It is possible that this question is homework but I felt this classical elementary probability question was still lacking a complete answer after several months, so I'll give one here.
From the problem statement, we want the distribution of
$$Y = \max \{ X_1, ..., X_n \}$$
where $X_1, ..., X_n$ are iid ${\rm Uniform}(a,b)$. We know that $Y < x$ if and only if every element of the sample is less than $x$. Then this, as indicated in @varty's hint, combined with the fact that the $X_i$'s are independent, allows us to deduce
$$ P(Y \leq x) = P(X_1 \leq x, ..., X_n \leq x) = \prod_{i=1}^{n} P(X_i \leq x) = F_{X}(x)^n$$
where $F_{X}(x)$ is the CDF of the uniform distribution that is $\frac{y-a}{b-a}$. Therefore the CDF of $Y$ is $$F_{Y}(y) = P(Y \leq y) = \begin{cases} 0 & y \leq a \\ \phantom{} \left[ (y-a)/(b-a) \right]^n & y\in(a,b) \\ 1 & y \geq b \\ \end{cases}$$$$F_{Y}(y) = P(Y \leq y) = \begin{cases} 0 & y \leq a \\ \phantom{} \left( \frac{y-a}{b-a} \right)^n & y\in(a,b) \\ 1 & y \geq b \\ \end{cases}$$
Since $Y$ has an absolutely continuous distribution we can derive its density by differentiating the CDF. Therefore the density of $Y$ is
$$ p_{Y}(y) = \frac{n(y-a)^{n-1}}{(b-a)^{n}}$$
In the special case where $a=0,b=1$, we have that $p_{Y}(y)=ny^{n-1}$, which is the density of a Beta distribution with $\alpha=n$ and $\beta=1$, since ${\rm Beta}(n,1) = \frac{\Gamma(n+1)}{\Gamma(n)\Gamma(1)}=\frac{n!}{(n-1)!} = n$.
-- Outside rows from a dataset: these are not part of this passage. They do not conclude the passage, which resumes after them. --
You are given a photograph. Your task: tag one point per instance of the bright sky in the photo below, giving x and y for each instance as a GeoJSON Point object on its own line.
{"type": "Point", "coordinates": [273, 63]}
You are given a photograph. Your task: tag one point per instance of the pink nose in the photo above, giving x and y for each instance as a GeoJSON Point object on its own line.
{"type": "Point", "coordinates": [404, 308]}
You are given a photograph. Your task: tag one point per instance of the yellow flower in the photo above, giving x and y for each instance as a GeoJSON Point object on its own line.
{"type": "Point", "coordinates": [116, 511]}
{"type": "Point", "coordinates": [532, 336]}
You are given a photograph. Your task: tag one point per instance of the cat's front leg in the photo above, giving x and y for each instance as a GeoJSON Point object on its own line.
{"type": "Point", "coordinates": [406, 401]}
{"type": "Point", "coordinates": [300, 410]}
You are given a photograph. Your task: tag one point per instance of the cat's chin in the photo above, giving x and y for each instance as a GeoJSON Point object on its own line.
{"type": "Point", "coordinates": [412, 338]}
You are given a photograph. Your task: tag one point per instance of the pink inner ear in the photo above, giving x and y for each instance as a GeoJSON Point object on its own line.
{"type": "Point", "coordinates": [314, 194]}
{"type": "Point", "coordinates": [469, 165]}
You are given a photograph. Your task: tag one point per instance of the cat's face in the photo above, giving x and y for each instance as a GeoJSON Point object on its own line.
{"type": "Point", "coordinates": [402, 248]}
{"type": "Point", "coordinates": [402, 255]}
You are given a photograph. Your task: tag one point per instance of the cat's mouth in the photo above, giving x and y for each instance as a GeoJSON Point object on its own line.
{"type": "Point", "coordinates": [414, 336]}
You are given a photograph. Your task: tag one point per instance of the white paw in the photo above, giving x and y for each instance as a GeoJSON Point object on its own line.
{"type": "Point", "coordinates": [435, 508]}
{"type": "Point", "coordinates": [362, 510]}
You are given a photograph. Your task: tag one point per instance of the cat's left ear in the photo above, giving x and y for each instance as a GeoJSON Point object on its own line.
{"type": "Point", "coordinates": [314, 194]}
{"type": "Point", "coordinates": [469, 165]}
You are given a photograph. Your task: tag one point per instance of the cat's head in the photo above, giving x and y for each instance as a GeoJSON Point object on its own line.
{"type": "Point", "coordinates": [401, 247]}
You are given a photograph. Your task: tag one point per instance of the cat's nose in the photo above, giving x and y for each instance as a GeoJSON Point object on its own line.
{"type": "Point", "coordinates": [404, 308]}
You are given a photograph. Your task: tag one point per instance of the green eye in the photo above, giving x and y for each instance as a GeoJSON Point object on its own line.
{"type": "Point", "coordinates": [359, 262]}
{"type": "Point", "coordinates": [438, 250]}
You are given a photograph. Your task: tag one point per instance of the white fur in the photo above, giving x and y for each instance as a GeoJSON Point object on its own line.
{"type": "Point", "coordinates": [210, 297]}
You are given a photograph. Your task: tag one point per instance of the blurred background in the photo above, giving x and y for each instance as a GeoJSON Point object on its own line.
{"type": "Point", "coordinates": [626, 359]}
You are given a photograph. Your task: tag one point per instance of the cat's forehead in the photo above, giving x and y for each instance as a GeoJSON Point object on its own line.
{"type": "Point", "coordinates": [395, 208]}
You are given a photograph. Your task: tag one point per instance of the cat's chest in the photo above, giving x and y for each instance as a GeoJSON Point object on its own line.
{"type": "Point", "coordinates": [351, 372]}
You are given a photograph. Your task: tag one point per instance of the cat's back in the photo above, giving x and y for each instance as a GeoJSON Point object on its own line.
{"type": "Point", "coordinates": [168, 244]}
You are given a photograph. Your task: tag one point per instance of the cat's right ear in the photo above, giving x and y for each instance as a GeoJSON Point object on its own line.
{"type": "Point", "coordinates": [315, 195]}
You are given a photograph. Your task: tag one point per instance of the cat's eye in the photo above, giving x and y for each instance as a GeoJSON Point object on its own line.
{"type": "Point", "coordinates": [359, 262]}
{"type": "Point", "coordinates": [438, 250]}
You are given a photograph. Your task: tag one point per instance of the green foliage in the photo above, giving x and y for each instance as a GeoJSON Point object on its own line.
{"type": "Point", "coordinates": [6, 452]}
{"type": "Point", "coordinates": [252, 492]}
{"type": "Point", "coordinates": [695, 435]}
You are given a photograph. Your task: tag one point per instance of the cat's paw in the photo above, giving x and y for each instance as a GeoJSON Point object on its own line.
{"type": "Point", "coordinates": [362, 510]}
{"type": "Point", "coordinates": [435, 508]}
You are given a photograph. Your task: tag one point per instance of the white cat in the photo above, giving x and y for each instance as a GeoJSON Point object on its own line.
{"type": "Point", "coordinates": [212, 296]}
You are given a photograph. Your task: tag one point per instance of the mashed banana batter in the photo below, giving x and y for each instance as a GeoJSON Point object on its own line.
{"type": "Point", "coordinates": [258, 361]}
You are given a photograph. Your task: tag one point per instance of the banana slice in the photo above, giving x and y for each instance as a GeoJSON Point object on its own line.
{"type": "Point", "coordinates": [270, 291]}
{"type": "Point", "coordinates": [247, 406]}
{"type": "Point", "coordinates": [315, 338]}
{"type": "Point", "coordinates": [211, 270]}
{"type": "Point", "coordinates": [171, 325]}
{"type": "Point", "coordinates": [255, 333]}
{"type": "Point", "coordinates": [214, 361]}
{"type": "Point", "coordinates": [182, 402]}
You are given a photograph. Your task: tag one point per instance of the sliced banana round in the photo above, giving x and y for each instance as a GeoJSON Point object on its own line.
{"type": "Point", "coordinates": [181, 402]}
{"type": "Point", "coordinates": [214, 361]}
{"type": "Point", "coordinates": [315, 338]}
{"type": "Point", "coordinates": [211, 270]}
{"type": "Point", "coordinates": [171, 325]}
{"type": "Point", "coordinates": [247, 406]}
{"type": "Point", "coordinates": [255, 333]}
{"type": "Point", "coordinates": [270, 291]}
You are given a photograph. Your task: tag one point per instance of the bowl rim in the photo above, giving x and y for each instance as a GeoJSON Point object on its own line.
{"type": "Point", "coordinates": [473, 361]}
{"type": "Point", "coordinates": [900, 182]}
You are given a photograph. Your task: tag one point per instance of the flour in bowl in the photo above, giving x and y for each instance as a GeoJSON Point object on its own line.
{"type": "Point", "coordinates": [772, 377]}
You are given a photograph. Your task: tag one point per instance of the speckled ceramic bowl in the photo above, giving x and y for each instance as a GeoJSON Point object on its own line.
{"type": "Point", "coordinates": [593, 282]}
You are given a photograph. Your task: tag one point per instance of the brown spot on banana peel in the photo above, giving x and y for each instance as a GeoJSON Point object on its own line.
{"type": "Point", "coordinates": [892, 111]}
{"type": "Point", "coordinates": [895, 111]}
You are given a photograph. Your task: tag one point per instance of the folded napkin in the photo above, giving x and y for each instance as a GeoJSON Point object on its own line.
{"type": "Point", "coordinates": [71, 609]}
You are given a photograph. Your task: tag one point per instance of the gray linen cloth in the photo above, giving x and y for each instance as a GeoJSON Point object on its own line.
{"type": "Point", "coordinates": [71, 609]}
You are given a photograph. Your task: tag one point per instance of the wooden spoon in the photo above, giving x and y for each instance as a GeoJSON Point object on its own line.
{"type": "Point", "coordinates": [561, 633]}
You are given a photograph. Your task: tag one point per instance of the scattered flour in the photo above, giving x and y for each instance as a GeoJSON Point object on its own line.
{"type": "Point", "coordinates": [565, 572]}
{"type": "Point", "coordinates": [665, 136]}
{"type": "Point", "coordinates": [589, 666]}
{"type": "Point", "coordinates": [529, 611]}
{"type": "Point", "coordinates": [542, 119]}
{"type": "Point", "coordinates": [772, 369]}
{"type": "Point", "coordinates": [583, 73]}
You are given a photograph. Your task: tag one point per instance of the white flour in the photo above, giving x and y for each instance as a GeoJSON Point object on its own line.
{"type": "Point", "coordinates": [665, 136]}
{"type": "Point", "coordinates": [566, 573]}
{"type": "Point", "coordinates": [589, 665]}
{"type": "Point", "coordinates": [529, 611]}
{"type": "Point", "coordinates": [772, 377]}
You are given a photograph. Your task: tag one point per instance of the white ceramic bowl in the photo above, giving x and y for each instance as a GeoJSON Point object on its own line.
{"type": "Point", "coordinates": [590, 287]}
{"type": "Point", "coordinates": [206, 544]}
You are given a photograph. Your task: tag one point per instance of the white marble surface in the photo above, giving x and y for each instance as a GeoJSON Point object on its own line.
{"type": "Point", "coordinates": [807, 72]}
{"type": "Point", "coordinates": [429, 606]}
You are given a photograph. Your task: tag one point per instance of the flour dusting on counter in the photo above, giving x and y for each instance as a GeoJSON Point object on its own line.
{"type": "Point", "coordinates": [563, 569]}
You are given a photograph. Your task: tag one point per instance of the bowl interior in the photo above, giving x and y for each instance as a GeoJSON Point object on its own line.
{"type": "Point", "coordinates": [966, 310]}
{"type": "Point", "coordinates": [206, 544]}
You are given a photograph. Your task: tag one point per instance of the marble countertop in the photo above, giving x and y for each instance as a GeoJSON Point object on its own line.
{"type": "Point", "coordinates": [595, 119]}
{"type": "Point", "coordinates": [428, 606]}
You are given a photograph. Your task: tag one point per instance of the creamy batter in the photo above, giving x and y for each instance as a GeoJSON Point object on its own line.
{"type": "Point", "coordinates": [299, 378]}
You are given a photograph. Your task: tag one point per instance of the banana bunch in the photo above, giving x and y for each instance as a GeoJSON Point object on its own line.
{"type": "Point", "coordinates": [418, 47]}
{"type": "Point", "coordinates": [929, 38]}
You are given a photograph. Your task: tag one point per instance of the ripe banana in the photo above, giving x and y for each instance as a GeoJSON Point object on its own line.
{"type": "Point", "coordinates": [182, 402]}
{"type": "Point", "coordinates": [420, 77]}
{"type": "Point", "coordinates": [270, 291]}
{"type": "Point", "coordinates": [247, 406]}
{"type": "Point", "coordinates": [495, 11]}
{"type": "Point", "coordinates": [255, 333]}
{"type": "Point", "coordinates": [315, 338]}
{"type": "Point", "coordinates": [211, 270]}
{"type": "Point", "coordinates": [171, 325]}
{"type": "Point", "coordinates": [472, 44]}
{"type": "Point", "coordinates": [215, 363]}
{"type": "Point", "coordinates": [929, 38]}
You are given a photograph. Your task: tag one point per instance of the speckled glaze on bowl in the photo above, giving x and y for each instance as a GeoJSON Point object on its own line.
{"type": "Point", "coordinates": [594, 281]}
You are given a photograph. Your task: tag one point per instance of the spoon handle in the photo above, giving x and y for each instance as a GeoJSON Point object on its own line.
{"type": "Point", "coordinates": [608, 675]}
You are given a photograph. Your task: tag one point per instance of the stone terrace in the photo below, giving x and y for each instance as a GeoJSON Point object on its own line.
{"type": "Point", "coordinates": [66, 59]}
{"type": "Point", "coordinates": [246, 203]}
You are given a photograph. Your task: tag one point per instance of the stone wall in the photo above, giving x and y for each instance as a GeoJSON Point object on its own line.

As a note, the sequence you get if you were to sort your sample in increasing order - $X_{(1)}, ..., X_{(n)}$ - are called the order statistics. A generalization of this answer is that all order statistics of a ${\rm Uniform}(0,1)$ distributed sample have a Beta distribution, as noted in @bnaul's answer.